Narial Purnima is an important festival for those who depend on sea for a living. Varun, the Sea God, is worshiped on this day and coconuts are thrown into the sea as offering to the Sea God. Hence it got the name Narial purnima or Coconut Full Moon.
Monsoon has withdrawn, skies are clear, tides are declining and the sea is calm. Yes; for the people living in coastal areas, it is the festival time. They celebrate the festival, offering coconuts to the Sea God and praying for his blessings.

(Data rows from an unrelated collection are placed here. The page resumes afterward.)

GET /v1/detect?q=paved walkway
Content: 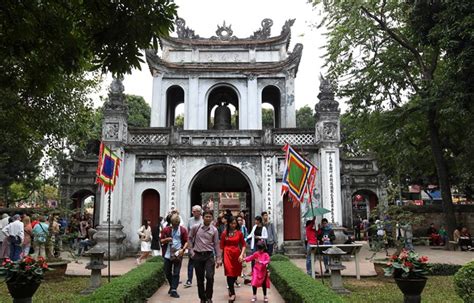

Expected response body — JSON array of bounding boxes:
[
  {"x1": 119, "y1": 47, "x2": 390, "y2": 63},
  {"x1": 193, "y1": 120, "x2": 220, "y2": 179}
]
[{"x1": 148, "y1": 259, "x2": 285, "y2": 303}]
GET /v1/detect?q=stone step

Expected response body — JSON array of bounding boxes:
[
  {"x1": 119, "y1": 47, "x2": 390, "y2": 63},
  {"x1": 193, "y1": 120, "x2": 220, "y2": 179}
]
[
  {"x1": 285, "y1": 254, "x2": 306, "y2": 259},
  {"x1": 285, "y1": 246, "x2": 306, "y2": 254},
  {"x1": 283, "y1": 240, "x2": 304, "y2": 247}
]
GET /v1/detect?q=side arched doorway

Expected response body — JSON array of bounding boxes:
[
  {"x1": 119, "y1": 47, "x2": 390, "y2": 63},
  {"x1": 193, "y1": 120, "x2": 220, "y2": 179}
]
[
  {"x1": 70, "y1": 189, "x2": 99, "y2": 226},
  {"x1": 140, "y1": 189, "x2": 160, "y2": 230},
  {"x1": 190, "y1": 164, "x2": 253, "y2": 228},
  {"x1": 351, "y1": 189, "x2": 379, "y2": 219},
  {"x1": 283, "y1": 194, "x2": 301, "y2": 241}
]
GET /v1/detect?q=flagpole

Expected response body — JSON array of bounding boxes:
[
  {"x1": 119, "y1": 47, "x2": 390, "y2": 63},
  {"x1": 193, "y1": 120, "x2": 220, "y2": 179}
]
[
  {"x1": 107, "y1": 145, "x2": 113, "y2": 283},
  {"x1": 107, "y1": 189, "x2": 112, "y2": 283}
]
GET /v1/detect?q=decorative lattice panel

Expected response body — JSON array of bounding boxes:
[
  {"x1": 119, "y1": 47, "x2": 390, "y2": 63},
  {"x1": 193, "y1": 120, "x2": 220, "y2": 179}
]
[
  {"x1": 128, "y1": 134, "x2": 169, "y2": 145},
  {"x1": 273, "y1": 134, "x2": 314, "y2": 145}
]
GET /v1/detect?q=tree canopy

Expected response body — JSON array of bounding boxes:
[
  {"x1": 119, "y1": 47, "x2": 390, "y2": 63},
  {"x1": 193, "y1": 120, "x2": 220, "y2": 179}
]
[
  {"x1": 314, "y1": 0, "x2": 474, "y2": 232},
  {"x1": 0, "y1": 0, "x2": 177, "y2": 201}
]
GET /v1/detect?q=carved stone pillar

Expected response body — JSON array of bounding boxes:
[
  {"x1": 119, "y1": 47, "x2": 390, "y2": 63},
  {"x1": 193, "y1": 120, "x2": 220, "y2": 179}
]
[
  {"x1": 315, "y1": 77, "x2": 343, "y2": 225},
  {"x1": 95, "y1": 78, "x2": 128, "y2": 259}
]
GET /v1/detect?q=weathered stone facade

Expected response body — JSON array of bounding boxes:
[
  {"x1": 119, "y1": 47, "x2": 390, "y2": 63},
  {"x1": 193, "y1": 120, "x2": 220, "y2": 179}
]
[{"x1": 60, "y1": 19, "x2": 362, "y2": 257}]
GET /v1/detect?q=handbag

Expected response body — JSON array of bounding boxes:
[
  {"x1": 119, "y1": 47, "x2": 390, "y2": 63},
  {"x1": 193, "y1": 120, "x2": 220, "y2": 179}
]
[
  {"x1": 170, "y1": 247, "x2": 183, "y2": 263},
  {"x1": 169, "y1": 227, "x2": 183, "y2": 263}
]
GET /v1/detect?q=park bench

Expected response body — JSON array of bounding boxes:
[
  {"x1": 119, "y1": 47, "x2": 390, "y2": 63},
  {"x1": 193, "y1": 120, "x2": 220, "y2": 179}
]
[
  {"x1": 413, "y1": 237, "x2": 430, "y2": 246},
  {"x1": 310, "y1": 243, "x2": 362, "y2": 280}
]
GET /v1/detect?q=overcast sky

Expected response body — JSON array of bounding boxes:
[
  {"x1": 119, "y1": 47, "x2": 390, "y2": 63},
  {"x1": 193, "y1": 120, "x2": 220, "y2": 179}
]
[{"x1": 93, "y1": 0, "x2": 345, "y2": 113}]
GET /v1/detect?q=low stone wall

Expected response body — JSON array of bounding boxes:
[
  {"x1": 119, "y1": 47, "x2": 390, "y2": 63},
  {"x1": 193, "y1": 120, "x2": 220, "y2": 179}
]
[{"x1": 406, "y1": 205, "x2": 474, "y2": 238}]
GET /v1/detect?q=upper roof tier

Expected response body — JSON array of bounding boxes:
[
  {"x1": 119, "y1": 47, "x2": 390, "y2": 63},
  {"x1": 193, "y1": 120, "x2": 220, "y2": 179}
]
[
  {"x1": 146, "y1": 18, "x2": 303, "y2": 76},
  {"x1": 160, "y1": 18, "x2": 295, "y2": 49}
]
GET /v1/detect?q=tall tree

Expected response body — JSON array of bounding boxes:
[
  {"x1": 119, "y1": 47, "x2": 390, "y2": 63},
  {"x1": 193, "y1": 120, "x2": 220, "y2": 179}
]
[
  {"x1": 0, "y1": 0, "x2": 176, "y2": 197},
  {"x1": 314, "y1": 0, "x2": 474, "y2": 236}
]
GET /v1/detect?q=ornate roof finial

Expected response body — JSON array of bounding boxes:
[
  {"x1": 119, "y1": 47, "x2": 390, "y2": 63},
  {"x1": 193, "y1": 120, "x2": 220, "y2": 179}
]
[
  {"x1": 176, "y1": 18, "x2": 199, "y2": 39},
  {"x1": 104, "y1": 76, "x2": 127, "y2": 111},
  {"x1": 211, "y1": 20, "x2": 237, "y2": 41},
  {"x1": 315, "y1": 74, "x2": 340, "y2": 112},
  {"x1": 109, "y1": 76, "x2": 124, "y2": 94},
  {"x1": 281, "y1": 19, "x2": 296, "y2": 35},
  {"x1": 250, "y1": 18, "x2": 273, "y2": 39}
]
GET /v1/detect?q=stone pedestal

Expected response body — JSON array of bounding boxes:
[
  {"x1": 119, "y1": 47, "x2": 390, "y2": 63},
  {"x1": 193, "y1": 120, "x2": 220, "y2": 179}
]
[
  {"x1": 323, "y1": 246, "x2": 350, "y2": 294},
  {"x1": 81, "y1": 247, "x2": 107, "y2": 294},
  {"x1": 94, "y1": 222, "x2": 126, "y2": 260}
]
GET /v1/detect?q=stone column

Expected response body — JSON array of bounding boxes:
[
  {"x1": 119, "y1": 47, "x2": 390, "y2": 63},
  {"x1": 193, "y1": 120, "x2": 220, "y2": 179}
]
[
  {"x1": 150, "y1": 73, "x2": 166, "y2": 127},
  {"x1": 184, "y1": 76, "x2": 198, "y2": 129},
  {"x1": 94, "y1": 78, "x2": 128, "y2": 259},
  {"x1": 246, "y1": 75, "x2": 262, "y2": 129},
  {"x1": 280, "y1": 70, "x2": 296, "y2": 128},
  {"x1": 315, "y1": 78, "x2": 343, "y2": 225}
]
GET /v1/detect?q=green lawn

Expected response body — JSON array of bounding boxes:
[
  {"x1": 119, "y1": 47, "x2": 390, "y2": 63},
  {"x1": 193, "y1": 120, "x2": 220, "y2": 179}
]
[
  {"x1": 0, "y1": 276, "x2": 107, "y2": 303},
  {"x1": 344, "y1": 276, "x2": 463, "y2": 303}
]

For the fishermen it is the beginning of the new fishing season. During the monsoon season, when the seas are violent, it is not safe for the fishermen to wade into the sea. Shravan Purnima is a sign of the withdrawal of Monsoon. To celebrate this auspicious occasion, the Fishermen paint and decorate their boats, and putting flags, they carry decorated coconuts to the sea. The whole community gathers together and they celebrate the occasion by singing and dancing. Finally, they worship Lord Varun, offering coconuts. They throw the decorated coconuts into the sea as offering and pray to the Sea God for plenty of fish.
Importance of Coconut:
It is believed that coconut represents Lord Shiva, because both of them have three eyes. Coconut has great significance during all religious occasions and it is usually considered as an auspicious offering to deities. Before beginning any new venture, or successful completion of some activities, usually a coconut is offered to God by breaking it in front of the deities. In a similar manner, coconut is considered to be the best offering for the Sea God.
Pieces of coconut are distributed to the people as ‘prasad’ and coconut rice is served as the main dish on this festival day.